First, Damascus and laminated barrels were made because prior to around 1890 factories were not able to drill a straight hole in a piece of solid iron or steel as long as a shotgun barrel. They continued past 1900 mainly because they were the product of cheap labor and many people liked the looks of a Damascus barrel. (Even after barrels were made from solid steel, some makers turned out fake Damascus to satsfy that market.)
The best way to determine if the barrels are Damascus is to look at the markings (many are marked "Damascus" or "Laminated") or to look at the barrels for signs of a spiral pattern. Damascus barrels were made by twisting thin bars of iron and steel together, then welding them by heating white hot and hammering them. Then the resulting bars were thinned to the proper size, again by heating and pounding, then wrapped around an iron bar called a mandrel.
Once again, the bars were heated and welded together by pounding on them. Once the barrel was reamed out, finished and polished, it looked almost like solid steel, but actually it was the product of thousands of welds. Laminated barrels were made much the same way except that the welder started with small iron and steel plates rather than with bars, bending them around the mandrel.
Some Damascus barrels were very well made. English made barrels were always good, and so were the better class of Belgian barrels. There were some made in the U.S. and those were good, also. Unfortunately, most of the Belgian guns and many U.S. guns were not top quality. They were utilitarian guns and filled the demand for shotguns in a day of plentiful game and no limits.
But time and corrosion have taken their toll on many of those guns. Powder fouling and primer salts have worked their way into the microscopic and multitudinous crevices and joints in the barrels, eating them out from the inside, even if the outside and the bore look shiny and clean. Some people insist that Damascus barrels are OK with black powder, but they do let go with even black powder and smokeless powder is an absolute no-no.

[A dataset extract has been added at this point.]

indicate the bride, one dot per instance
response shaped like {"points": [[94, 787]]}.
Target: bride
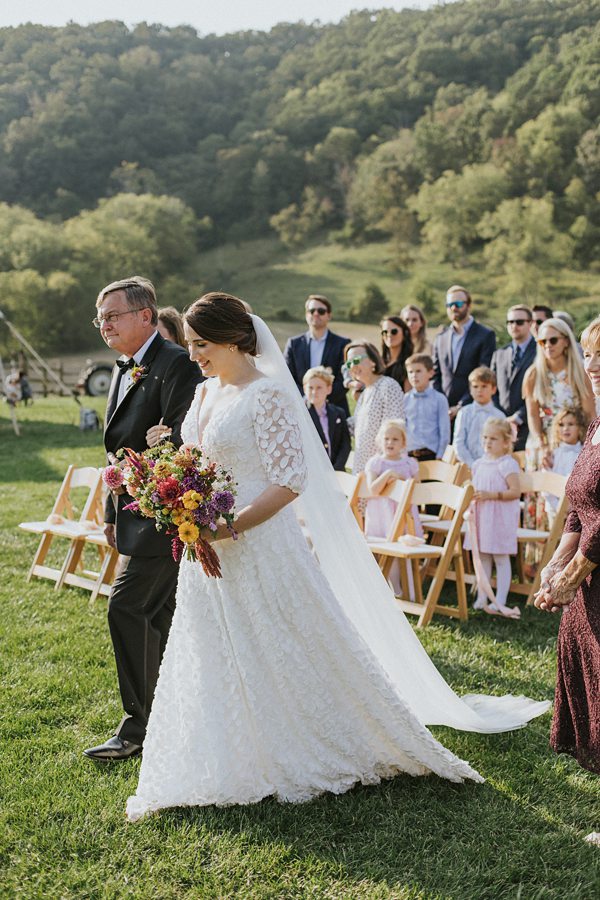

The main problem with those barrels is that they almost always let go out where the barrel becomes thinner, which is exactly the place the shooter places his off hand. The result is that a blown barrel usually takes some fingers along with it.

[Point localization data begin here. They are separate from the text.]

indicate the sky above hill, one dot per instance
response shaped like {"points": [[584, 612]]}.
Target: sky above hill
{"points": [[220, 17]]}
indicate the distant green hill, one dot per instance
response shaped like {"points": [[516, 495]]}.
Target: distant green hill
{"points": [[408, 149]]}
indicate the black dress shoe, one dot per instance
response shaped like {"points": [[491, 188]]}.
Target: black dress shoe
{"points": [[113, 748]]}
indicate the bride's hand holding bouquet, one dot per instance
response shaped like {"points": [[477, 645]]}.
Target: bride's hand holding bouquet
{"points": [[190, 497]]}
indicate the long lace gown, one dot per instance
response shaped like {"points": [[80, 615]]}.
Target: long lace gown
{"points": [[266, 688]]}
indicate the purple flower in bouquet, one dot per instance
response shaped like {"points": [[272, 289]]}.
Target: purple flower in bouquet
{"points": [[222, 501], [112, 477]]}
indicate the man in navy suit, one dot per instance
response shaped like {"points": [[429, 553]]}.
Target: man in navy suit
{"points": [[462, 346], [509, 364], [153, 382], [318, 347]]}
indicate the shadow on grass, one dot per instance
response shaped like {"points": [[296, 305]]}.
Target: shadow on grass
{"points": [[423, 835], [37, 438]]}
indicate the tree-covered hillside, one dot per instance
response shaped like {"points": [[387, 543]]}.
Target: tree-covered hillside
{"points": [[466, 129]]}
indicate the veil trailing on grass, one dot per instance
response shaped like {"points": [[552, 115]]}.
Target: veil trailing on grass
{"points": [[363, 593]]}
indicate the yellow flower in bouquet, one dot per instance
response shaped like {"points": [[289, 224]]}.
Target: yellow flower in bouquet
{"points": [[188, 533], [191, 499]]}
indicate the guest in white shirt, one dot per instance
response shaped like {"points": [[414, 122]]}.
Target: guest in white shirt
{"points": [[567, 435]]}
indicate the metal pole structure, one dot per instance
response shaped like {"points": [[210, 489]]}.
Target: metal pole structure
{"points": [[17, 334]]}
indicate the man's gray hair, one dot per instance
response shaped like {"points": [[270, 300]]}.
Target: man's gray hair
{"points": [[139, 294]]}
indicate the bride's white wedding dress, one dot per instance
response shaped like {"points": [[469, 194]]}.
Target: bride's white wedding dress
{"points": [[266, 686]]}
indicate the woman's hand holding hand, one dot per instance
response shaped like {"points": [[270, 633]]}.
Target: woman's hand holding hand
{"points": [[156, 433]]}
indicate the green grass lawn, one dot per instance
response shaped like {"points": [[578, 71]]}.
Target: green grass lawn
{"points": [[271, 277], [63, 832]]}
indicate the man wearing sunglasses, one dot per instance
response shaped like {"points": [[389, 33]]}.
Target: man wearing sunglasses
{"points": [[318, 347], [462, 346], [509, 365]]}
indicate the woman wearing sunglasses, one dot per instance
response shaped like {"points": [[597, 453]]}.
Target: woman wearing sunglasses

FWIW, H. J. Sterling was a Crescent brand name. It may have been just a nice sounding name, or it may have been the name of a hardware store, a chain, or distributor, as it was common at that time for even single stores to order guns with their name on them, and if the order was fairly large, Crescent would oblige. IIRC, at one time, an order for as few as 20 guns would be marked with whatever name the customer wanted.